PDF text search- Windows – CYGWIN

You’ve likely been where I am, and usually there quite often, looking for a specific PDF which contains information you need to reference, but you can’t find the darn PDF! Unless you’re incredibly detail oriented and place everything where you’ll find it 100% of the time, you’re likely to lose it. However, for those on Windows who have CYGWIN installed, or even if you’re using Linux and just want to know how to do the same thing, allow me to enlighten you on how to use two, well three if you think about it, tools for searching your entire machine(s) for that specific file.

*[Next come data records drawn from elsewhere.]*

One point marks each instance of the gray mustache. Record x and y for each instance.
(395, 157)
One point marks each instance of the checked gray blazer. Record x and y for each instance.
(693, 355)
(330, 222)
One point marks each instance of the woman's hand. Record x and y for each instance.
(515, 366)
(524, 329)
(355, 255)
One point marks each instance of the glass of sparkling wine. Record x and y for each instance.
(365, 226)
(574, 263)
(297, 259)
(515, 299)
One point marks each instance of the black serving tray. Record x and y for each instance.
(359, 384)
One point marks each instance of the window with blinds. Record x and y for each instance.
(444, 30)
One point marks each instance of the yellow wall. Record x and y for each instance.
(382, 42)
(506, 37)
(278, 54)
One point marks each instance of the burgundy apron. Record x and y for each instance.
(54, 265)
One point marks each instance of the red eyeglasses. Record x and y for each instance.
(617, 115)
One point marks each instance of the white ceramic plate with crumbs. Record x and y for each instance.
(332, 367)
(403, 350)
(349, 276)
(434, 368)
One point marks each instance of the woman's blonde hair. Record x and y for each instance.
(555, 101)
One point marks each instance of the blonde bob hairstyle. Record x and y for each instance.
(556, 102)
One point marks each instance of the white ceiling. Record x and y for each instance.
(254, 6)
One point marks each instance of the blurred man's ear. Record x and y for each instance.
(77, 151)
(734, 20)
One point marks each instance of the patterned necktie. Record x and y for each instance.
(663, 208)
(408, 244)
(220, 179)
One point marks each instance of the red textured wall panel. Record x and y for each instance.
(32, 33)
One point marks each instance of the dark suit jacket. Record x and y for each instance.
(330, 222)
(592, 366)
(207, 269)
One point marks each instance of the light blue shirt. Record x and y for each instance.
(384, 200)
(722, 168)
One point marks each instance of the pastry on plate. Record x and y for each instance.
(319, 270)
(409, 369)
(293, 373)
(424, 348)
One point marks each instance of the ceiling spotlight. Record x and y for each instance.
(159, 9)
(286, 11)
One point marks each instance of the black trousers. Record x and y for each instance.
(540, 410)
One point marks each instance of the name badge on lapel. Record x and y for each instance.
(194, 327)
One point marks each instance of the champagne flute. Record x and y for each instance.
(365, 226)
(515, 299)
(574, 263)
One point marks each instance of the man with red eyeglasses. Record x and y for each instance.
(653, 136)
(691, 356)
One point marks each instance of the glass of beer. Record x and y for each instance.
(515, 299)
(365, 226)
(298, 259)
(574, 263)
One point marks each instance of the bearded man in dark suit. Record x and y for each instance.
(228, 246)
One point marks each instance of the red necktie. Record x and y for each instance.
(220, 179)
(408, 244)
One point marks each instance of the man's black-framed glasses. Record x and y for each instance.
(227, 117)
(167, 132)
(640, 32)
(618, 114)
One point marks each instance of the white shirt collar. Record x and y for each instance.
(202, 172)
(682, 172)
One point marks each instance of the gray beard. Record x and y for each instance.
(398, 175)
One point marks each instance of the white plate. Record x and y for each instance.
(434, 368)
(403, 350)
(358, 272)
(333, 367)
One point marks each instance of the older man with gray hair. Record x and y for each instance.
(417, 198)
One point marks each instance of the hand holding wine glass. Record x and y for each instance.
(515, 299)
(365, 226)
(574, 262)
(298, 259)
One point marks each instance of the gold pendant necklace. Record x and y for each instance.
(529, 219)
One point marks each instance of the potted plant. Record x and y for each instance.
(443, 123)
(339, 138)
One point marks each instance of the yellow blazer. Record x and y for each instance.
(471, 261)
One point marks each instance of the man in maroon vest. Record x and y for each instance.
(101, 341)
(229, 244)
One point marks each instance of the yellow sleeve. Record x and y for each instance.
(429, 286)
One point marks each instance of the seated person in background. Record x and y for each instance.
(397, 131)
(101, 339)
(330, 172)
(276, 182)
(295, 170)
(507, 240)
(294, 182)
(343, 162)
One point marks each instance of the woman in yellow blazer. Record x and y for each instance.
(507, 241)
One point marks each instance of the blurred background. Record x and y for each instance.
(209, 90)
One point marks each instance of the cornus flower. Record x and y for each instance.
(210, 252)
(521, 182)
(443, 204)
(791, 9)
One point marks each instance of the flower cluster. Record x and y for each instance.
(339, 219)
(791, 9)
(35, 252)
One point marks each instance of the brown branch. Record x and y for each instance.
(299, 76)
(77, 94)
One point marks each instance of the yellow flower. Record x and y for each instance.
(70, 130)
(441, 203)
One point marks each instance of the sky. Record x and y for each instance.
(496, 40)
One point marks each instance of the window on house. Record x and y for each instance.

On a Windows machine you’ll want the following:

  • Base utilities packages (to ensure you have find and xargs)
  • pdfgrep

So, you know you remember a specific keyword, or phrase, and you just need to search for all of your PDF files and return on the terminal the output with the filename. I recommend using xargs in conjunction with find, instead of exec. Why? Well, exec will, for each file the find command returns, run a separate process; thus, its slow and eats processor time, xargs does not. So, lets say you want to search your entire computer’s C: drive in CYGWIN:

find /cygdrive/c -type f  -name "*.pdf" -print0 | xargs -0 pdfgrep -i "symmetrical"

That is it, it may take a long time, but for any .pdf document it finds, xargs will search for the string “symmetrical”. Your mileage will vary based on your machines resources, but if you can close everything and leave only that running, say at lunch time, it should execute quickly and, hopefully, you’ll find your long lost PDF document.